The Ambience platform, however, doesn’t treat documentation as a one-size-fits-all task. The technology is consistently being refined to understand both the clinical and billing intricacies of specialty care.
“You have to train models to not only understand the medicine of care delivery but to also understand the myriad of coding and billing rules that apply to that particular visit for a particular patient,” Mr. Ng said.
The complexity of billing requirements in both primary and specialty care has created a reactive revenue cycle where teams must address an endless stream of denials to ensure adequate reimbursement. As Ambience continues to improve the efficacy of its platforms, it aims to reduce reactive friction in RCM.
“In a world where you can create a better source of truth for the documentation of clinical care, then all of sudden RCM teams don’t need to do retroactive hand-to-hand combat,” Mr. Buduma said. “By bypassing much of how legacy RCM works today, we can create more fulfilling roles for revenue cycle teams.”

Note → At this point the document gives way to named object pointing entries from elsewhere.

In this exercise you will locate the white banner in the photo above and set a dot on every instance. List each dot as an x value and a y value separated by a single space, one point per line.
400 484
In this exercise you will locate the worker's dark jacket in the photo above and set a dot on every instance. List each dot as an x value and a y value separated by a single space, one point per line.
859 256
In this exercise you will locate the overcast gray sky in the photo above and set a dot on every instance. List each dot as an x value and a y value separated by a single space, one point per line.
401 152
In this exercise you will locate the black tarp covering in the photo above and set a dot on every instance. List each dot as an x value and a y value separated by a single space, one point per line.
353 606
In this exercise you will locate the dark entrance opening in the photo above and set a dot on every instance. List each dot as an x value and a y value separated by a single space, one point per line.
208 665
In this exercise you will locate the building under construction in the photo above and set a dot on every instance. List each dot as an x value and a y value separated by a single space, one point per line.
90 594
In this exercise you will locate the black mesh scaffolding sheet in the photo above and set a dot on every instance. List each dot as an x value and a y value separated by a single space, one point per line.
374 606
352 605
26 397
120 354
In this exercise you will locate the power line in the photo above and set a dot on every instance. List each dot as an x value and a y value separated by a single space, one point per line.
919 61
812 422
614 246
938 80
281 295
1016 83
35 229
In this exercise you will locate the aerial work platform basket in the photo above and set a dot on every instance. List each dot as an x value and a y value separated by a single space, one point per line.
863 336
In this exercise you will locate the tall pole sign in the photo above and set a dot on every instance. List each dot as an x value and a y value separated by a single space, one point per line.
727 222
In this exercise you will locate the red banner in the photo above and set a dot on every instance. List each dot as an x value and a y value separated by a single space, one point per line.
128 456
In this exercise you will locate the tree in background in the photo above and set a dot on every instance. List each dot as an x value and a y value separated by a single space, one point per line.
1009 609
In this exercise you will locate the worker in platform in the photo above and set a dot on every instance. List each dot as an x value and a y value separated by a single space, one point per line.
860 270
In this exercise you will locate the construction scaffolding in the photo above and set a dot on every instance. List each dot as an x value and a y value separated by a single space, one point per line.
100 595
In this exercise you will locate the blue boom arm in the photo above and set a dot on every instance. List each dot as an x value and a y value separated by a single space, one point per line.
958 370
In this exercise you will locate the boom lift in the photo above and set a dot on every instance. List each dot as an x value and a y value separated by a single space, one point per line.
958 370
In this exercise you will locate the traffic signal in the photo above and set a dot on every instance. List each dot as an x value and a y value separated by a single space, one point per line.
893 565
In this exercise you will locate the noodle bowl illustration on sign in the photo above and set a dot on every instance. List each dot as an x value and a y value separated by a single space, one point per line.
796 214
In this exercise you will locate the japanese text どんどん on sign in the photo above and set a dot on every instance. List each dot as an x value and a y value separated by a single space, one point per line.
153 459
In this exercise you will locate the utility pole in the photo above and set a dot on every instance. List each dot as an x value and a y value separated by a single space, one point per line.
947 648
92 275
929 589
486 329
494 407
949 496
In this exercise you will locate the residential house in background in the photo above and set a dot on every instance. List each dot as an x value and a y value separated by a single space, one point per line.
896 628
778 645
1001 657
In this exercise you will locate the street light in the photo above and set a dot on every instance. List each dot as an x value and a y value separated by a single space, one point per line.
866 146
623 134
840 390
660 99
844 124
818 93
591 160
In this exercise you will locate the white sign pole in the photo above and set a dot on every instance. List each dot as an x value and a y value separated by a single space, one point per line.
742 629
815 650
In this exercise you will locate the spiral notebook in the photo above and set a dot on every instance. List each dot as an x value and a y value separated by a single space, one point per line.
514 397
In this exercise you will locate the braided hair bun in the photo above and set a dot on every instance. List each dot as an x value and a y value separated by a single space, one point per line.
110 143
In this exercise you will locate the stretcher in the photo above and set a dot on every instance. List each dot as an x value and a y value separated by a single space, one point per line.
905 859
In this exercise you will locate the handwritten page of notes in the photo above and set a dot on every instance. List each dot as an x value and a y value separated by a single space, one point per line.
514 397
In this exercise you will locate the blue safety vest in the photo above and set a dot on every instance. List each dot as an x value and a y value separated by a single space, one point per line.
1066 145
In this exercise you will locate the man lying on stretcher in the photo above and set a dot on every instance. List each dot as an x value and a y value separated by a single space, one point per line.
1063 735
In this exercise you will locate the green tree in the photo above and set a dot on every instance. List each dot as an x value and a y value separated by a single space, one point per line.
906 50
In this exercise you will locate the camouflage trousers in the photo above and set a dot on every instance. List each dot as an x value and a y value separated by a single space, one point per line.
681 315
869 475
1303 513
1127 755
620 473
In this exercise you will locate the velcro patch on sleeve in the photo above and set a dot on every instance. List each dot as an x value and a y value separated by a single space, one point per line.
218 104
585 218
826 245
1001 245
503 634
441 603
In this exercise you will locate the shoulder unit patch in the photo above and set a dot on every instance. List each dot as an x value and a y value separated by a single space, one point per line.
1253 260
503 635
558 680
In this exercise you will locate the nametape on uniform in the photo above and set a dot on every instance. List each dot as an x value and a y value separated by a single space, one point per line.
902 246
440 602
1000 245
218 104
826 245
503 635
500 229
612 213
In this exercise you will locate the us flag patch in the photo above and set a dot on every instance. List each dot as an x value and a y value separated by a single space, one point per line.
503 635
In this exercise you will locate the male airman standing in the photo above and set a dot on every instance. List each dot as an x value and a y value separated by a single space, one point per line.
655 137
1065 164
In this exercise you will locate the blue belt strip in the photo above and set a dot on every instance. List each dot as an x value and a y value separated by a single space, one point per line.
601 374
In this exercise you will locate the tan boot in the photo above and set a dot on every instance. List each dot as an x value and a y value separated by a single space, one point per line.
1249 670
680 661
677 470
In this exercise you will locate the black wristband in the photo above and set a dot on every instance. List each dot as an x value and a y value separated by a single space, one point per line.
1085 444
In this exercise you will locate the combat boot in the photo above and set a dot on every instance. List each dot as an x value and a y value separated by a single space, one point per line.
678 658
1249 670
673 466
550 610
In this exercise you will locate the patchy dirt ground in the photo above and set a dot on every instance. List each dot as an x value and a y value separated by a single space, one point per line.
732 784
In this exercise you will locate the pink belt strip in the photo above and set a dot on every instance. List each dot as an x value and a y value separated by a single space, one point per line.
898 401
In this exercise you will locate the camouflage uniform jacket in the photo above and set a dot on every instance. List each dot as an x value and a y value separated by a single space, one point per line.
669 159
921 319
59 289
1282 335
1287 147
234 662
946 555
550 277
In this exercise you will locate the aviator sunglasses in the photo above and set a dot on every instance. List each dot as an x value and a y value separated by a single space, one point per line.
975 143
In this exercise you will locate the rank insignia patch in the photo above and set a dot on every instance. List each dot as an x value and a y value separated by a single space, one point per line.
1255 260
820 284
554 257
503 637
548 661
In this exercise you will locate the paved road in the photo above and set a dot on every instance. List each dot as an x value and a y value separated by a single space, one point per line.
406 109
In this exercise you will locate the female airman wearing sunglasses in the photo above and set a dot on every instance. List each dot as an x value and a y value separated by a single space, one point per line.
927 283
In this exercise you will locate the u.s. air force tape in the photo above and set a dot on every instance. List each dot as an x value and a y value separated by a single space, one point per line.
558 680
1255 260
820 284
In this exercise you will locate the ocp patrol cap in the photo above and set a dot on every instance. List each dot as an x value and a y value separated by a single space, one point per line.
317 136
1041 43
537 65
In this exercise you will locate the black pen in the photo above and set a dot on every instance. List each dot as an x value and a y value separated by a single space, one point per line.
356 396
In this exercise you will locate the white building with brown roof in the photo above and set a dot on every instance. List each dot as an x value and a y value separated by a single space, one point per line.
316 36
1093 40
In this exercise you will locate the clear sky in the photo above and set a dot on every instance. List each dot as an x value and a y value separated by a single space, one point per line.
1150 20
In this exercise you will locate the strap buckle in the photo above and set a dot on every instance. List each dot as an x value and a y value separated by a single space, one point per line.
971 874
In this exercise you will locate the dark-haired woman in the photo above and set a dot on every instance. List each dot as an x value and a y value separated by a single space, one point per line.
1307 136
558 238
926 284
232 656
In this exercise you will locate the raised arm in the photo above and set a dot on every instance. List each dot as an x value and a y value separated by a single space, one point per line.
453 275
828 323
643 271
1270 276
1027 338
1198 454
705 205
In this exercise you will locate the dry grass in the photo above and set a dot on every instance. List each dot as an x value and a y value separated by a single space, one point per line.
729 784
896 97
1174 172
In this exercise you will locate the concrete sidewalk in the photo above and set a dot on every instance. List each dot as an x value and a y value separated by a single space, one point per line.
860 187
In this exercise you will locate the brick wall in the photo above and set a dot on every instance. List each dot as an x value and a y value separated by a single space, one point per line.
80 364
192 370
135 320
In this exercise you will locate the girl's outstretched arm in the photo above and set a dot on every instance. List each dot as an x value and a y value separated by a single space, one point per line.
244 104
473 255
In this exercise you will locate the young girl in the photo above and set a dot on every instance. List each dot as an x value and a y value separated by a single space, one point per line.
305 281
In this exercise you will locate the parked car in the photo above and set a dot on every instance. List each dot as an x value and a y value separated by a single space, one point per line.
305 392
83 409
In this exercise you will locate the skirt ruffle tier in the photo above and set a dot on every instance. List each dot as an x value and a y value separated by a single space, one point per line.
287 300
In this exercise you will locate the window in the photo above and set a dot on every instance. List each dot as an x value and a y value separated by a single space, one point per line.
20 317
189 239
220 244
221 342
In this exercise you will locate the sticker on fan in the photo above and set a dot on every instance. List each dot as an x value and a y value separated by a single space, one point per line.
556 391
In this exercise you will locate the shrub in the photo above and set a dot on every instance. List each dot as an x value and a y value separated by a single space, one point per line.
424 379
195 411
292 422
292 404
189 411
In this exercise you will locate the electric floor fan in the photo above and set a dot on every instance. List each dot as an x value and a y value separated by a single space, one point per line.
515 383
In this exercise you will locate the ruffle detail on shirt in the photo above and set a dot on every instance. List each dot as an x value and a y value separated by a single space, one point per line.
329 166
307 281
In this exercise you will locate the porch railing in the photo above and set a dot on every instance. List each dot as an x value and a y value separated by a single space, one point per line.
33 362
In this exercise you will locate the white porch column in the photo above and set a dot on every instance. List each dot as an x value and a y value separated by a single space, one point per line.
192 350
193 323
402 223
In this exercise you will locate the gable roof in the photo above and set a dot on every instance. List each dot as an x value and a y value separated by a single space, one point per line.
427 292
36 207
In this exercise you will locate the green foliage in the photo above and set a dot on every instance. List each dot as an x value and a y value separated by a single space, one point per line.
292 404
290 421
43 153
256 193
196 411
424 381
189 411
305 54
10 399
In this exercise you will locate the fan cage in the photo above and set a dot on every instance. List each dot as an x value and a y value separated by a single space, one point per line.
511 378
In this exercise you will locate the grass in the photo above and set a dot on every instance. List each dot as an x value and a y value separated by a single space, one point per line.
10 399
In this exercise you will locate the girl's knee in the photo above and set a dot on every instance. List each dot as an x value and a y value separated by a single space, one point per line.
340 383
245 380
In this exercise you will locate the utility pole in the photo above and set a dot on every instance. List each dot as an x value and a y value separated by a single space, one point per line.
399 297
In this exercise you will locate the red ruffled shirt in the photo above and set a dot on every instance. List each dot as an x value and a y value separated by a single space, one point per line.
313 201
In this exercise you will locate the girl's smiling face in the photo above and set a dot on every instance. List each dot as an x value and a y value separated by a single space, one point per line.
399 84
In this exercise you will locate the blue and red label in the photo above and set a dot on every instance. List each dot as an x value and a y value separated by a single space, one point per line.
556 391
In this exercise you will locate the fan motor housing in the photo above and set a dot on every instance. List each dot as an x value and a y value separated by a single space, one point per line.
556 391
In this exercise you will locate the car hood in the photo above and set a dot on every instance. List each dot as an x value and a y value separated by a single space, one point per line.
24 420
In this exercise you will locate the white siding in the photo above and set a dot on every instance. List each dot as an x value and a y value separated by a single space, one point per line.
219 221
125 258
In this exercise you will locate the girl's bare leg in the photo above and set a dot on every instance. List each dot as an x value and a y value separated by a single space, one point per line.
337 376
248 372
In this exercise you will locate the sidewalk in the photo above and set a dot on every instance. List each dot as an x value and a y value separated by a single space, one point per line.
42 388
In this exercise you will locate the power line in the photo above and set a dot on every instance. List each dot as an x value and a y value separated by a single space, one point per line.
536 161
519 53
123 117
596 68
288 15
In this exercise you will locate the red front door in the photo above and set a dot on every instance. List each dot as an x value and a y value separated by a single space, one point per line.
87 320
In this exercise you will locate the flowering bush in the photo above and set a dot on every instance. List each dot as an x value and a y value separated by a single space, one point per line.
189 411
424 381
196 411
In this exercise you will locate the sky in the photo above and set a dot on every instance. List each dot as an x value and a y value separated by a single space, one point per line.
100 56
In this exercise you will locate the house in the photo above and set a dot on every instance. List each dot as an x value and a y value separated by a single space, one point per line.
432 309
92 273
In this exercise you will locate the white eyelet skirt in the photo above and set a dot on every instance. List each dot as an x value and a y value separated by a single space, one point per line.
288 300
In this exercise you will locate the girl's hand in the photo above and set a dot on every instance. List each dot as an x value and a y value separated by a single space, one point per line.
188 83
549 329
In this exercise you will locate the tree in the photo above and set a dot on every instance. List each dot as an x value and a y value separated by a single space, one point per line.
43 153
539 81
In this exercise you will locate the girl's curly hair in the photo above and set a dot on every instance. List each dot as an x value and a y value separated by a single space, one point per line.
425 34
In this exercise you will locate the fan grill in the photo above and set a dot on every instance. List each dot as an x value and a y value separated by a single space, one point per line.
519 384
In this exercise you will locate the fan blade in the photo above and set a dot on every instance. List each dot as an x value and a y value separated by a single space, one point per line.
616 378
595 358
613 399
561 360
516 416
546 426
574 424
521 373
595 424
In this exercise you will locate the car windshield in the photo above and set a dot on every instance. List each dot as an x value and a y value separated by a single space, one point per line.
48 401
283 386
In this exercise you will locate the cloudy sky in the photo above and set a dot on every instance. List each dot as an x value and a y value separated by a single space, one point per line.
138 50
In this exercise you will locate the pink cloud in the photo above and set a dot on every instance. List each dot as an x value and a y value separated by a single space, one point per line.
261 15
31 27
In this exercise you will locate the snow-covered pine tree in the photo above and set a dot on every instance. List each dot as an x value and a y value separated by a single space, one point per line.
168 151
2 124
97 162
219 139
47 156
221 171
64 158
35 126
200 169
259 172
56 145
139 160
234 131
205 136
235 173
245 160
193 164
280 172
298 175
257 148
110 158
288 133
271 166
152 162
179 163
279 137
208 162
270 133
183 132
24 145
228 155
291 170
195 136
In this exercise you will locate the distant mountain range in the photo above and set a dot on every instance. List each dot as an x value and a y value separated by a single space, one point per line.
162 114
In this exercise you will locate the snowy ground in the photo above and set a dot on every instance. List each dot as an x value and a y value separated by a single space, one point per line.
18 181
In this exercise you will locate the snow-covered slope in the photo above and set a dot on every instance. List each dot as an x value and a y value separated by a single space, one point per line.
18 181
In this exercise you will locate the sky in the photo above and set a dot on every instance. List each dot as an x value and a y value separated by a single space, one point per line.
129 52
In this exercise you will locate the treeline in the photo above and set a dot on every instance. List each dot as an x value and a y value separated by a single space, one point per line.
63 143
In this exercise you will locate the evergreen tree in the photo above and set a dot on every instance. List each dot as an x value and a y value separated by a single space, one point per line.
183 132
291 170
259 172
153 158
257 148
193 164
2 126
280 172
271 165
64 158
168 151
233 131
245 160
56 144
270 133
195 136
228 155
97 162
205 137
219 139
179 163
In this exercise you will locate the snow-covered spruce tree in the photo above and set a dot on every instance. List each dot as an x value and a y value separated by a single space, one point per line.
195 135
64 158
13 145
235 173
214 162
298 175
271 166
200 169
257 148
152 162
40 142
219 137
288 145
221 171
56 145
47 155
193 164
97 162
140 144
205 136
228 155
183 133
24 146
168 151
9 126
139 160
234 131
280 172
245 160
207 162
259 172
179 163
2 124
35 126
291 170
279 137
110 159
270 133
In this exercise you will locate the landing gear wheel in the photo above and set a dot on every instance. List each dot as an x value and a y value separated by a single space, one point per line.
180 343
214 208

AI for clinicians, administrators and patients
Much of the early conversation about the benefits of ambient AI in healthcare has been, rightfully, focused on the benefits delivered to physicians. But healthcare, of course, isn’t just about physicians — it’s about behind the scenes teams and patients too. Ambience aims to make AI work for them.
“Documentation has long been a source of friction,” Mr. Ng said. “Ambience is turning it into a source of strength — transforming how clinicians deliver care, how administrators run operations and how patients experience the system.”